Trail Blazers forward Robert Covington will take part in the 2021 Skills Challenge during NBA All-Star Weekend.
Covington will be competing against NBA All-Stars Luka Dončić of the Mavericks and Chris Paul of the Suns along with Knicks forward Julius Randle, Pacers forward Domantas Sabonis and Magic center Nikola Vučević.
The Taco Bell Skills Challenge will take place before the 2021 NBA All-Star Game at 3:30p.m. PST on TNT.
But this year’s six-player competition means a lot to Covington because of what the NBA is doing during All-Star weekend.
[Subscribe to the Talkin’ Blazers Podcast]
Covington attended Tennessee State, a Historically Black College and University (HBCU) in Nashville, Tennessee.

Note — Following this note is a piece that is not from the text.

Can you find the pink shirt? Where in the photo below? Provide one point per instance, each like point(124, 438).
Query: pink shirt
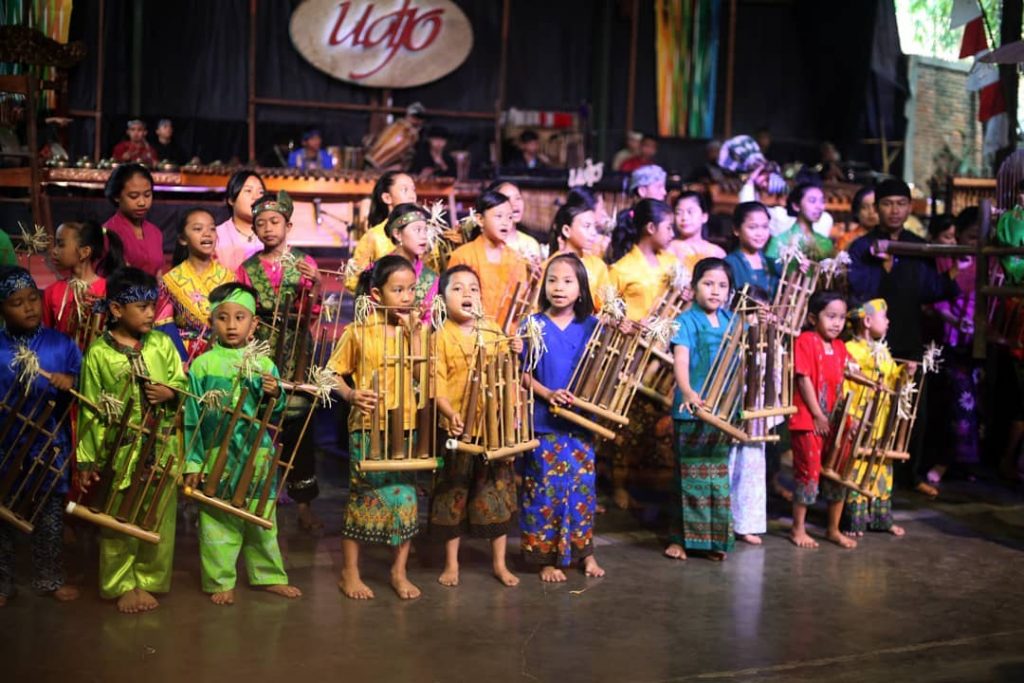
point(145, 254)
point(232, 247)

This year, as part of NBA All-Star 2021, the league and the players association is committing more than $2.5 million in funds and resources toward HBCUs.
Covington is currently the only NBA player to have graduated from an HBCU.
He spoke with the media ahead of Thursday’s game against the Kings explaining the significance for him to have graduated from an HBCU.
“It’s about leaving a legacy,” Covington said. “Everything that I’ve done in my career, TSU is what helped mold me into the individual that I am today.”
HBCU’s historically have provided educational opportunities and access to African-Americans since the 1800’s with their own medical, law, dental, pharmacy, and vet schools.
Per the NBA, the league will pay tribute to the vital role of HBCUs through music, content and storytelling during All-Star festivities.
And it means so much to Covington to participate in the Skills Challenge to represent HBCUs.
To be a part of it, I’m truly thankful. It’s an opportunity that I couldn’t pass up and with everything that’s going on [throughout the weekend], especially towards HBCUs, it’s only right that I’m a part of it… It’s something that I’m really thankful to be a part of.
Trail Blazers veteran Robert Covington
RoCo graduated from Tennessee State University in 2013 with a degree in Exercise Science while finishing his college basketball career ranked seventh on Tennessee State’s all-time list in both scoring (1,749 points) and rebounding (876).
This past November, Covington donated $1 million to his alma mater to help build a new basketball practice facility.
Covington says he will go through the obstacle course a few times before the competition begins, but adds, “there’s not really too much” to prepare for when it comes to the Skills Challenge.
But he’s also ready “to go out there and have fun.”